– Екатерина Павловна тут кружила голову Максиму, звала в Москву. (Про службу в Чека – ни звука.) – Что ж, пускай едет, коли ему хочется, – сказал я.
Горький слегка рассердился.
– А когда их там всех перебьют, что будет? – спросил он. – Мне все-таки этого дурака жалко. Да и не в нем же дело. Я же вижу, что не в нем дело. Думают, за ним я поеду. А я не поеду, дудки.
И все же вечная, неизбывная двойственность его отношений ко всему, что связано было с советской властью, сказывалась и тут. Несколько раз принимался он с нескрываемой гордой радостью за Екатерину Павловну говорить о том, что теперь она – важное лицо. «Молодец баба, ей-богу!» – и собрав пальцы в кулак, он их сразу выбрасывал, держа руку ладонью вверх: характерный жест, который он всегда делал, говоря о чем-нибудь очень красивом, удачном, ловком.
– Вот и сейчас ей, понимаете, поручили большое дело, нужное. Поехала в Прагу мирить эмиграцию с советской властью. Хотят создать атмосферу понимания и доверия. Хотят начать кампанию за возвращение в Россию.
– Да зачем же это им нужно? Что ж, у них своих людей нет?
– Не в людях дело, а в том, что эмиграция вредит в сношениях с Европой. Необходимо это дело ликвидировать, но так, чтобы почин исходил от самой эмиграции. Очень нужное дело, хорошее.

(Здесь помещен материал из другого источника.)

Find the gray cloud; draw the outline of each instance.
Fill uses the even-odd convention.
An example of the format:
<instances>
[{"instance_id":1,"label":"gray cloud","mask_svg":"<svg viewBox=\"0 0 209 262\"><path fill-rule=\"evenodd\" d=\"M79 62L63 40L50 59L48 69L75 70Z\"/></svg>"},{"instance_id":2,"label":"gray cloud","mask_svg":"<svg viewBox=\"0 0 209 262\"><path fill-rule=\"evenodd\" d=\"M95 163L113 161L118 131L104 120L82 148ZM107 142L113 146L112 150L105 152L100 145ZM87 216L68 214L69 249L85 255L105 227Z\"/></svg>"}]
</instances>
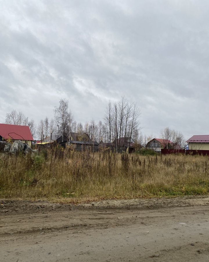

И привлечь хотят людей самых лучших…
Все эти тягостные открытия действовали на меня угнетающе. Я все более понимал, что наши пути расходятся. Возникла душевная потребность покинуть Сорренто. Но поступить резко мне не хотелось: я должен сказать, что ко мне лично Горький всегда относился очень хорошо, и за его бескорыстную, порой очень теплую дружбу я чувствовал признательность, о которой забыть не могу и теперь. Поэтому я уехал только в апреле месяце, ссылаясь на личные обстоятельства, что, впрочем, было и правдой. Но, покидая Сорренто, я уже как-то не видел будущей своей встречи с Горьким. Так и случилось.
Я приехал в Париж, а месяца через два появилась прославленная статья Пешехонова, положившая начало «засыпанию рвов» и всему так называемому «движению возвращенчества»178.
Мой приезд в Париж по времени совпал с выходом последнего, шестого, номера «Беседы». По этому поводу Горький писал мне: «“Беседа” – кончилась. Очень жалко… По вопросу – огромнейшей важности вопросу! – о том, пущать или не пущать “Беседу” на Русь, было созвано многочисленное и чрезвычайное совещание сугубо мудрых. За то, чтобы пущать, высказались трое: Ионов179, Каменев и Белицкий, а все остальные: “не пущать, тогда Горький воротится домой”. А он и не воротился! Он тоже упрямый».
Я хорошо знал Горького и его обстоятельства. Для меня было несомненно, что он действительно не поедет в Россию – по крайней мере, вплоть до того дня, пока не уедет от него Мара. Но не менее было ясно и то, что после властного и твердого запрещения «Беседы» Горький начнет размякать и, под давлением Мары и Екатерины Павловны, пойдет на сближение с начальством. Поэтому я не без горечи указал ему в ответном письме, что меня удивляет, каким образом год тому назад его известили о допущении «Беседы», а теперь оказывается, что тогда вопрос еще и не обсуждался. На это Горький мне возразил: «Разрешение на “Беседу” было дано и книги в Россию допускались, – он писал. – Затем разрешение было опротестовано и аннулировано». Это была ложь, на которую Алексей Максимович отважился, полагая, будто мне не известно, что книги в Россию не допускались никогда.
Между тем мои предположения оказались верны. Запретив «Беседу», в Москве решили, что нужно чем-нибудь Горького и приманить, а он на эту приманку тотчас пошел. После почти двухмесячного молчания он писал мне 20 июля: «Ионов ведет со мною переговоры об издании журнала типа “Беседы” или о возобновлении “Беседы”. Весь материал заготовляется здесь, печатается – в Петербурге, там теперь работа значительно дешевле, чем в Германии. Никаких ограничительных условий Ионов пока не ставит». Это было уже чистейшее лицемерие. Я ответил Горькому, что журнал типа «Беседы» в России нельзя издавать, потому что «типическая» черта «Беседы» в том и заключалась, что журнал издавался за границей и что «ограничительные условия» уже налицо, ибо наша «Беседа» издавалась вне советской цензуры, а петербургская автоматически подпадет под цензуру. Все это Горький, конечно, знал и без меня, но, по обыкновению, ему хотелось дать себя обмануть, потому что хотелось пойти на сближение с советской властью.